Making Art with Electronics and Microcontrollers with Andrew Salamone
Microcontrollers, like Arduino, have made it possible to create practically any electronic device all by ourselves. By using programming code to digitally control electronic components, we can make things move, talk, or light-up with just a few lines of text, but these overwhelming possibilities are also why getting started with microcontrollers and electronics can be so intimidating!
Starting with the basics of writing code, wiring, and circuit design, Making Art with Electronics and Microcontrollers will introduce techniques for incorporating electronics and microcontrollers into art projects. The workshop will be in 3 parts: electrical, mechanical, and digital, and the goal is for those processes to be integrated by the end of the workshop. We’ll go over electronic components, like DC motors, servos, and LEDs. And after learning how to add lights, motion, and interactive sensors to your work, we’ll combine them into a finished art project.
Kits with all of the necessary supplies to do the workshop exercises will be provided to all students (by mail) at no additional cost.
Same-time online sessions will be Saturdays September 12, 19, 26, and October 3 from 9:30am-12:30pm with check-in sessions in between on Wednesdays September 16, 23, and 30th from 6-7pm.

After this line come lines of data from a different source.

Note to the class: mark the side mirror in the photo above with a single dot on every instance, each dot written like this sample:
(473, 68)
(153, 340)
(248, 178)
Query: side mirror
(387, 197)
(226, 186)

Andrew Salomone is a multimedia artist, teacher, and writer. His work is based on the dynamic relationship between traditional crafting processes and new technologies. He has lectured on internet art practice at Parsons The New School for Design and worked as a resident artist in The Museum of Art and Design’s Open Studio Program. He contributes to arts and culture publications like Vice’s Creator’s Project and Motherboard, and has written numerous tutorials as a staff writer for Make Magazine and Craft Magazine. Salomone is an adjunct professor at The Visual Studies Workshop.